Customer benefit: If any communication happens, it must clearly explain the benefit to the customer, focusing on support continuity rather than sales, and explicitly inviting a new subscription. Quora discusses whether it is appropriate to contact a competitor's customers.
Expert view
Email expert from Email Geeks emphasizes that a competitor's blessing for a data transfer is irrelevant, as the individual data subjects have not granted explicit permission for the new company to possess or email their information.
21 Sep 2023 - Email Geeks
Expert view
Email expert from SpamResource cautions that simply acquiring an email list, even from a well-meaning source, without proper, explicit opt-in from each subscriber for the new sender is a recipe for deliverability failure due to high complaints and spam trap hits.
10 Aug 2023 - SpamResource
What the documentation says
Official documentation from various regulatory bodies and industry standards consistently underscores the importance of explicit consent and transparent data practices. Regulations like CAN-SPAM in the United States and GDPR in the European Union provide legal frameworks that dictate how personal data, including email addresses, can be collected, processed, and used for marketing purposes. These documents prioritize the individual's right to privacy and control over their data, making the transfer of email consent a critical point of compliance.
Key findings
Explicit consent: Many data protection laws, particularly GDPR, require clear, affirmative, and unambiguous consent for data processing and marketing communications. This consent must be specific to the entity sending the emails.
Lawful basis for processing: Under GDPR, there must be a lawful basis for processing personal data.

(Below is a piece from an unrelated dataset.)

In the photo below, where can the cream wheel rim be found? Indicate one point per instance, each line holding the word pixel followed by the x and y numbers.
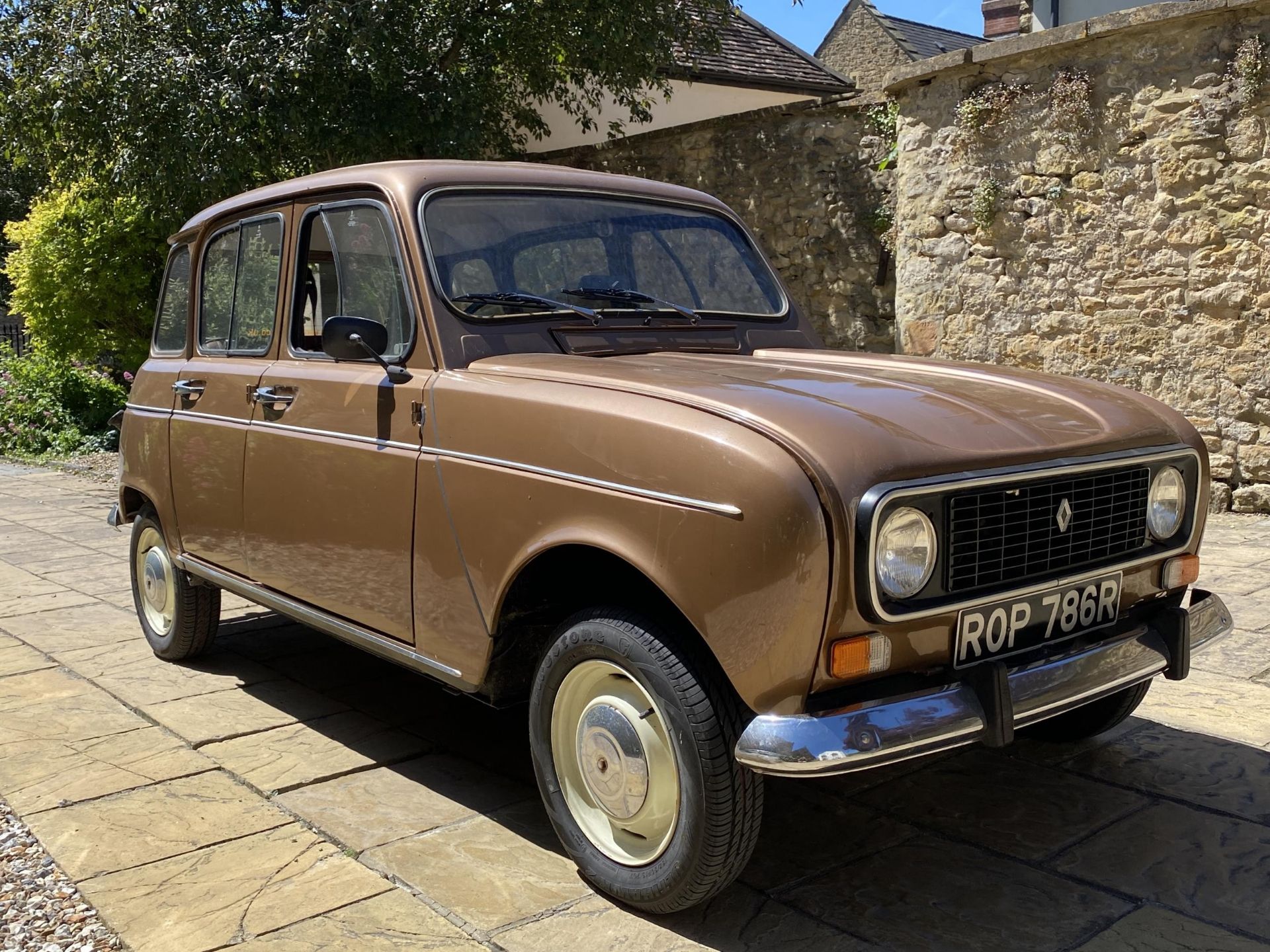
pixel 615 763
pixel 157 583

Consent is one, but a legitimate interest must also be carefully considered, especially in B2B contexts. A mere gift of a list is rarely sufficient.
Purpose limitation: Data should only be processed for the specific purposes for which it was collected. If a customer consented to emails from Company A, this doesn't automatically extend to Company B.
Identification and opt-out: The CAN-SPAM Act requires all commercial emails to clearly identify the sender and provide a clear, conspicuous, and functional opt-out mechanism.
Key considerations
Jurisdiction-specific laws: Understanding and complying with the specific email marketing laws of the countries where your recipients reside is critical. Ignoring regulations like CAN-SPAM has serious dangers.
Privacy policy updates: Your company's privacy policy should clearly state how customer data is collected, used, and shared, including any third-party transfers. It's often required that this be updated if new data sources are integrated.
Record keeping: Maintain clear records of consent for all email addresses. If you cannot demonstrate how consent was obtained for your specific company, you are at risk. Familiarity with email authentication protocols like DMARC, SPF, and DKIM is also essential for deliverability and compliance.
No implied consent: Unless the defunct company's terms of service explicitly allowed for data transfer to an acquiring entity or partner for ongoing communication, implied consent from customers is not a legal basis for new emails. Fleximize details attracting customers through compliant means.
Technical article
Documentation from the CAN-SPAM Act states that all commercial emails must include a clear and conspicuous notice that the message is an advertisement or solicitation, ensuring transparency for recipients. This also applies when taking over a list.
01 Jan 2004 - CAN-SPAM Act Guidance
Technical article
GDPR Article 6 specifies that processing of personal data is lawful only if, and to the extent that, at least one lawful basis applies, such as the data subject giving consent to the processing of their personal data for one or more specific purposes. This makes direct consent crucial.